A lady that will be missed
It’s not a huge secret that Saint-françois MNA, Monique Gagnon-tremblay, would prefer not to run in the next general election, but the reality of survey after survey showing that the Liberals will be soundly defeated in the next election is not bringing forward quality candidates to the Charest led formation.
So the people of Saint-françois may be stuck, by default, with one of Quebec’s best politicians and civil servants, a long lost concept in today’s politics.
Mrs. Gagnon-tremblay deserves a well-earned retirement from politics; we deserve more men and women who share her qualities. First of all, of being committed to the well-being of Quebec rather than her party. Not that she is not partisan, but she is in a balanced way, not only privately but also publicly. While most politicians are balanced in their views and opinions, there are a few exceptions in all Parliaments in Canada, most, the moment that a reporter’s notebook, better still a microphone, don’t mention a camera, comes out, get into their Mr. Hyde mode, blasting anyone from any other party as unworthy of living on their planet.
One only has to look at a photograph in last week’s dailies, showing Mr. Charest and Mrs. Marois, rubbing shoulders and laughing together, to understand what we mean.
Mrs.
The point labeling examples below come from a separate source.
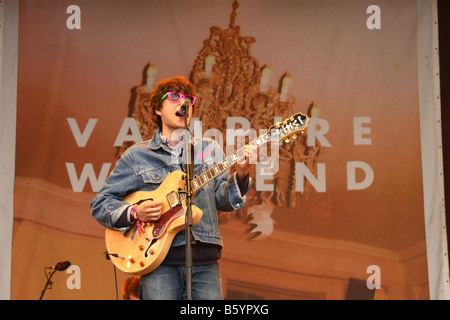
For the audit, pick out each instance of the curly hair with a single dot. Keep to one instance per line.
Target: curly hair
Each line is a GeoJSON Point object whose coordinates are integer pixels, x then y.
{"type": "Point", "coordinates": [176, 84]}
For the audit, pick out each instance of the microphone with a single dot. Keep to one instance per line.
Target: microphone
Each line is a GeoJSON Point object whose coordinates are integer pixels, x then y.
{"type": "Point", "coordinates": [182, 108]}
{"type": "Point", "coordinates": [61, 266]}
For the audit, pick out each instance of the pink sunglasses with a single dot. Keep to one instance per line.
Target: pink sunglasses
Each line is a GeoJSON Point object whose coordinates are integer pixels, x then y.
{"type": "Point", "coordinates": [176, 97]}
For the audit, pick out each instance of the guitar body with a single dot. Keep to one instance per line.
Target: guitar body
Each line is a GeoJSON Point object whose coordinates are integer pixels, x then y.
{"type": "Point", "coordinates": [142, 249]}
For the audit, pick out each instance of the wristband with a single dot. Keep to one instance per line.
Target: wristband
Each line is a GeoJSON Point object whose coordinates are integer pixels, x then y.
{"type": "Point", "coordinates": [134, 212]}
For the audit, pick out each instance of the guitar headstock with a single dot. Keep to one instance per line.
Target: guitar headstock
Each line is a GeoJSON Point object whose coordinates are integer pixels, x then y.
{"type": "Point", "coordinates": [289, 128]}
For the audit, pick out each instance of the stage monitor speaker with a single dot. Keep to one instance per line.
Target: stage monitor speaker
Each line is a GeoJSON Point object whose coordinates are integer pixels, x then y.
{"type": "Point", "coordinates": [357, 290]}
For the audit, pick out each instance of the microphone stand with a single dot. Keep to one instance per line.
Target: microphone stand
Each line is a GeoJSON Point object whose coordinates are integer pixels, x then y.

Gagnon-tremblay can be curt; we haven’t heard anyone calling her nasty. As a matter of fact, she, along with a lot of but not all elected officials, considers herself as representing all her electors regardless of their vote. She is also quick to point out, as she did last Monday when questioned by the Stanstead Journal, to admit that what ails us is more often than not the fault of all governments in Quebec, not only the previous one, the PQ, but hers also. If there was a school for provincial and federal aspiring politicians, after all, there is one for municipal ones, she would be the perfect headmaster.
For political reasons, Mr. Charest was forced, when he was in a minority, to have an equal number of men and women in his cabinet. While the initiative has not been maintained perfectly, Quebec can boast about having one of the world’s largest proportions of women in power. In a way, for all his failings and imperfections, read or watch the news to get an idea if you don’t have one yet, this achievement will be his best legacy.
We should remember that there are still women alive who didn’t have the right to vote when they turned major. It took a Liberal government to do so. It took courage, you can imagine, for the same party in the 1960’s to let a woman be elected in a safe riding and be named to the cabinet later. And Robert Bourassa named the first woman vice-premier; a tradition since maintained by almost all governments.
Quebec women politicians from all stripes have helped us define what is modern Quebec in a way that is hardly believable elsewhere in Canada. When the French edition of Chatelaine had a cover of the women of Quebec politics a couple of years back, all parties confounded, we were asked questions about this seemingly impossible event by the rest of Canada. Madame Gagnon-tremblay was on it, naturally. We hope that she finds, in the next couple of weeks, the time to really ponder her future.